In Gara 2 Civitanova non ha lasciato nemmeno un set, aumentando la precisione in attacco (57%) e dominando a muro (10). Trento è peggiorata ancora, scendendo al 39% in attacco con una percentuale in ricezione del 32%.

Infine, anche in Gara 3 l’equilibrio del gioco non ha coinciso con il risultato. Civitanova ha chiuso la serie vincendo ancora in trasferta per 1-3, concedendo il secondo set della serie a Trento, entrambi vinti ai vantaggi. Confermati poi i numeri che hanno indirizzato questo quarto di finale: 57% in attacco, 11 muri e 5 ace per la Lube. Nella sfida decisiva per allungare la serie Trento ha alzato il livello di side-out, senza però riuscire a indirizzare il punteggio nelle fasi calde di set. In ricezione è rimasta al 35% con il 10% di perfezione e ha pagato ancora una volta il confronto diretto a muro: 6 punti a 11.

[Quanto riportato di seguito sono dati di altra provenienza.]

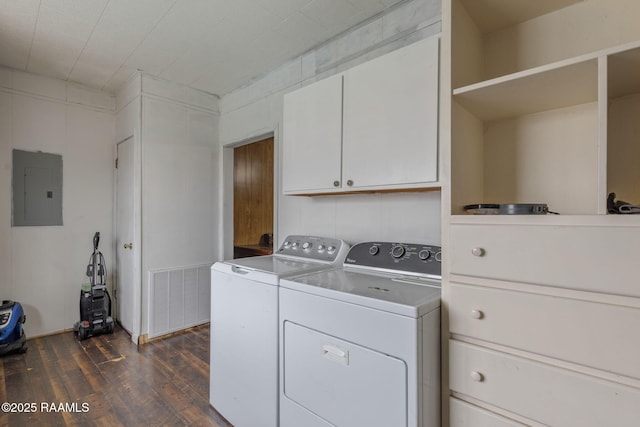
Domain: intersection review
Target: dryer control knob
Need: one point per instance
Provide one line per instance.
(477, 376)
(397, 251)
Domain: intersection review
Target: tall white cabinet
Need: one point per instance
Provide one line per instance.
(540, 104)
(373, 127)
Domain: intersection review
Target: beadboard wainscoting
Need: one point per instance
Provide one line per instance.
(179, 298)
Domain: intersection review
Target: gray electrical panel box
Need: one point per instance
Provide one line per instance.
(36, 188)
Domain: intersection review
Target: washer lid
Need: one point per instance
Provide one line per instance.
(405, 295)
(275, 264)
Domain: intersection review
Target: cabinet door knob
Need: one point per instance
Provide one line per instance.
(478, 251)
(477, 314)
(477, 376)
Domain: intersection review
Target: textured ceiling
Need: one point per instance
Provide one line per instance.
(212, 45)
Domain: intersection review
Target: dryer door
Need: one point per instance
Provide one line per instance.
(341, 382)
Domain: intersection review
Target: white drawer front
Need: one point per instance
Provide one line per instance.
(462, 414)
(540, 392)
(561, 256)
(587, 333)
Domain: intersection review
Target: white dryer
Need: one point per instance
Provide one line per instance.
(244, 326)
(360, 344)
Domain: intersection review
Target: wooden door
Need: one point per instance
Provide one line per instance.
(253, 198)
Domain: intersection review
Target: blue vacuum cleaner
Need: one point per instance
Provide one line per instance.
(12, 337)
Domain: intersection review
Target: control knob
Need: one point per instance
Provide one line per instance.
(397, 251)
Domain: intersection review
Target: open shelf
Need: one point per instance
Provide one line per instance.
(492, 15)
(543, 88)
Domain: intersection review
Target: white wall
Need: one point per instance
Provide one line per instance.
(257, 110)
(43, 267)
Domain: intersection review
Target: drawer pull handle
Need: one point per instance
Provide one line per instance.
(477, 314)
(478, 251)
(477, 376)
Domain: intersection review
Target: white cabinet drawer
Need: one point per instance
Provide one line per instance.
(587, 333)
(541, 392)
(562, 256)
(463, 414)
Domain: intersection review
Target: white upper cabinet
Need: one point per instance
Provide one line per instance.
(312, 137)
(372, 128)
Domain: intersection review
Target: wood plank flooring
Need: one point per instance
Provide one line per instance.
(109, 381)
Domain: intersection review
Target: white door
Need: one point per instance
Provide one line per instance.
(125, 295)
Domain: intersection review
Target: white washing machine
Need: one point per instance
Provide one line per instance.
(244, 326)
(360, 344)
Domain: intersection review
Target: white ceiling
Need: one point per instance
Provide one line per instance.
(212, 45)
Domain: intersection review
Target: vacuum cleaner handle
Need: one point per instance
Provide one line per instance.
(96, 240)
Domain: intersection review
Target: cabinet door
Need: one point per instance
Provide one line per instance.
(391, 119)
(312, 138)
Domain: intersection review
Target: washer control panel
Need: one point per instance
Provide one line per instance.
(312, 247)
(412, 258)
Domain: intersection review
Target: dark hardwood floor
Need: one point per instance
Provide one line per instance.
(109, 381)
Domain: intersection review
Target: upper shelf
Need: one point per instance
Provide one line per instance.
(548, 87)
(492, 15)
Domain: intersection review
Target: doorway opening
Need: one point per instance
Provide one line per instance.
(253, 199)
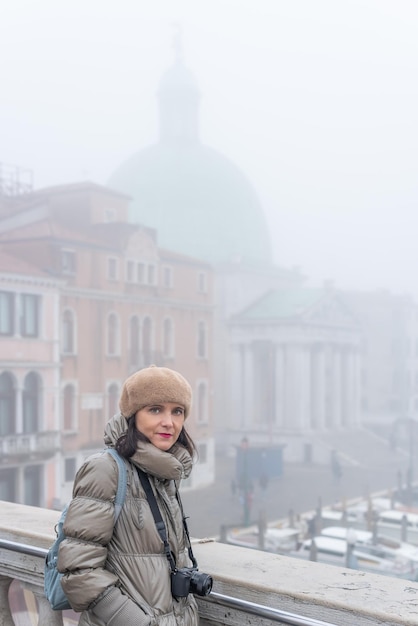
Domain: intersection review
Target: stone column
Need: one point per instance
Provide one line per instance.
(318, 388)
(349, 389)
(237, 384)
(280, 406)
(305, 388)
(297, 388)
(247, 389)
(356, 386)
(336, 388)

Dopo tre partite la serie racconta 9 set vinti a 2 per Civitanova e una forbice da +42 punti in undici set, che tradotta significa vittorie e controllo. Egemonia che si vede più in profondità guardando i dati dei punti a muro, vera chiave della serie, con il saldo complessivo che è di 33 punti a 14 per Civitanova.

I protagonisti

Il volto della serie è sicuramente Aleksandar Nikolov con 70 punti ed MVP di Gara 1 e Gara 3. Prestazioni mostre in continuità con tutta la stagione del bulgaro. Il maggiore dei fratelli Nikolov ha chiuso la regular season da top scorer con 450 punti. Il dato più alto - di parecchio - da quando è arrivato in Superlega nel 2022. Così come sono cresciute gran parte delle sue statistiche: 57 ace (2°), sfiora il 30% ricezioni perfette e si avvicina al 53% di perfezione in attacco.

Al suo fianco la Lube vanta un eroe dell’ultimo mondiale azzurro: Mattia Bottolo. Nella serie con Trento vanta 45 punti totali, premiato MVP in Gara 2. Ma Bottolo è fondamentale nel gioco della Lube soprattutto per il suo apporto in ricezione: 1° del campionato per ricezioni perfette (141) e con le percentuali più alte della carriera tra attacco e difesa.

Per Trento, invece, la lista dei protagonisti è inevitabilmente anche la lista delle assenze. Senza Michieletto e Lavia, il peso dell'attacco si è spostato su un trio che ha tenuto in piedi la baracca nel corso delle settimane.

In particolare Jordi Ramon, con 37 punti complessivi di cui 5 ace, e Théo Faure a quota 34. Numeri che però non sono bastati per compensare il gap. In Gara 3 sembrava potesse arrivare una risposta di Trento con la buona prestazione di Alessandro Bristot: 17 punti e 56% in attacco, ma anche il suo apporto non ha dato la continuità necessaria per portare a casa la prima vittoria della post season e allungare la serie.

I meriti della Lube si sono visti, a tratti quasi inaspettatamente, data la stagione sotto le aspettative chiusa al 6° posto, con la salita in cattedra dei suoi giocatori più importanti. Certo è che gli infortuni hanno condizionato l’intera annata della squadra di Mendez, che proverà a tornare a lottare per il titolo l'anno che verrà con il rientro dei suoi uomini simbolo. Civitanova invece aspetta in semifinale la vincitrice del quarto di finale tra Verona e Monza, arrivato a Gara 4.